JUNEAU — Last week, the Alaska State Legislature passed legislation designating May 10 as “Alaska Mining Day” each year.
Senate Bill 1, sponsored by Senator Cathy Giessel, R-Turnagain Arm/North Kenai, was created in an effort to raise public awareness of Alaska’s rich history and cultivate appreciation for the state’s miners and the mining industry through educational activities and celebratory events.
Well-known, large gold rushes occurred in: Juneau in 1880, Turnagain Arm in 1885, Fortymile in 1886, Kenai in 1888, Circle in 1892, the Klondike in 1896, Nome in 1898, Fairbanks in 1902, and Iditarod in 1908. These gold rushes, and the copper discovery at Kennecott in 1905, brought miners, adventurers, merchants and families to Alaska. They built towns, roads, ports and railroads.
Mining jobs cover a wide spectrum of professions. They include heavy equipment operators, miners, drillers, engineers, geologists, biologists, accountants and chemists, to name a few. The average salary is $100,000 a year, nearly twice the statewide average wage.
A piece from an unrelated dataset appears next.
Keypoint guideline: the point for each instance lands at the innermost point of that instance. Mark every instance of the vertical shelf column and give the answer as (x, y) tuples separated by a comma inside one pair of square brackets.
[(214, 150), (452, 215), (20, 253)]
“The mining industry built much of the infrastructure we see today in Alaska. The most recent example is the Lake Dorothy Hydroelectric Dam near Juneau, which serves Juneau residents, yet was needed because of the Greens Creek Mine,” Senator Giessel said. “The mining industry also employs more than 2,000 people and creates public revenue by paying both state and local taxes. I think “Alaska Mining Day” is a great way to reflect on how important this industry is to our state.”
Representative Cathy Munoz, R-Juneau, was instrumental in getting Senate Bill 1 passed in the House. She carried the bill on the Floor and also sponsored a companion bill, House Bill 115. The first Alaska Mining Day to be celebrated will be this year on May 10.
Senate Bill 1 will now head to Governor Sean Parnell for his signature.